Network Brainiacs
Tip #1·Phishing

Stop clicking links in emails.

Most cyberattacks start with a simple click. Here's why the click matters more than the email, and the one habit that stops most of them.

Roughly 90% of successful cyberattacks start with a click on a link inside an email. Not a sophisticated hack. Not a zero-day exploit. A click. That's the bad news. The good news is that means the fix doesn't require new software — it requires a new habit.

How one click becomes a breach

When you click a link in a phishing email, one of three things usually happens. You land on a fake login page identical to Microsoft, Google, or your bank and type your password straight to the attacker. The page silently drops malware onto your device. Or the link exploits a browser vulnerability and plants a backdoor before you've noticed anything at all.

Once they're in, attackers read your email for days or weeks. They learn who you work with, how you sign off, what your payment cycles look like. Then they impersonate you to your finance team or your clients. That's how wire fraud happens. That's how ransomware lands.
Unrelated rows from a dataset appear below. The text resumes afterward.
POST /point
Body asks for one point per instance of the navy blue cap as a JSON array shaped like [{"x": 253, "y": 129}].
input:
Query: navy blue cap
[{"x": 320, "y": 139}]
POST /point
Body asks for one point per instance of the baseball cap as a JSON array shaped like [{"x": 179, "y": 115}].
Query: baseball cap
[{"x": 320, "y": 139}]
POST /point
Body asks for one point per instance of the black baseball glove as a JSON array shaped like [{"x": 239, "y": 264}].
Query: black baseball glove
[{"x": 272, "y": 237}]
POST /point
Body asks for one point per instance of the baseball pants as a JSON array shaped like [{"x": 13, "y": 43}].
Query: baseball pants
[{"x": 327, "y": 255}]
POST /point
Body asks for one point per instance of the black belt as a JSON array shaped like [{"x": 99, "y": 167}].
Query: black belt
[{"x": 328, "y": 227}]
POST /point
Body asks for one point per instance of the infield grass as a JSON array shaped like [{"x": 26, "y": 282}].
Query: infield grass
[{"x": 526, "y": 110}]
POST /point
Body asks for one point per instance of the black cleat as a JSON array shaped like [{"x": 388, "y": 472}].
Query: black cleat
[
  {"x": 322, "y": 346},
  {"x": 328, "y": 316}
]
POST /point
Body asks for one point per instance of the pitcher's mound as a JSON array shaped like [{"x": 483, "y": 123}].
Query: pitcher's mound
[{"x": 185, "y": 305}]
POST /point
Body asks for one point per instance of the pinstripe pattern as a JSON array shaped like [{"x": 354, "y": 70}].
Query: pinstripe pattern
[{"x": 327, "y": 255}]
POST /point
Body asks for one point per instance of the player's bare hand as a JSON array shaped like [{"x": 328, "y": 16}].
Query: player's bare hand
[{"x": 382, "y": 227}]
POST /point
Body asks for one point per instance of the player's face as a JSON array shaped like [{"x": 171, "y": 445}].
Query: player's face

Real examples we've seen this month

A fake "DocuSign contract ready for signature" from what looked like a familiar vendor.

Red flag: Link went to a credential-harvesting page that looked exactly like DocuSign.

A "Your Microsoft 365 storage is almost full" email with a bright "Manage" button.

Red flag: Button pointed to a look-alike login page hosted on a domain nobody had heard of.

"Package delivery failed — reschedule here" text with a UPS-looking link.

Red flag: The actual URL swapped a letter in the domain. On a phone, nobody notices.

The one habit that stops most of these

Never click a link in an unexpected email. Even if it looks legit. Even if you were expecting something similar. Instead: open a new browser tab, type the company's website directly, and log in from there. If the email is real, you'll see the same notification inside your account. If it's fake, you've just dodged it.

Not sure? Forward it.

Forward any suspicious email to threats@networkbrainiacs.com. We'll tell you if it's legit — usually within the hour.

Do this today
  • 1Hover any link before clicking — the real URL shows at the bottom of your screen or in a tooltip.
  • 2If the domain doesn't exactly match the company, stop. Close the email.
  • 3Never type a password on a page you reached from an email link. Always type the site directly.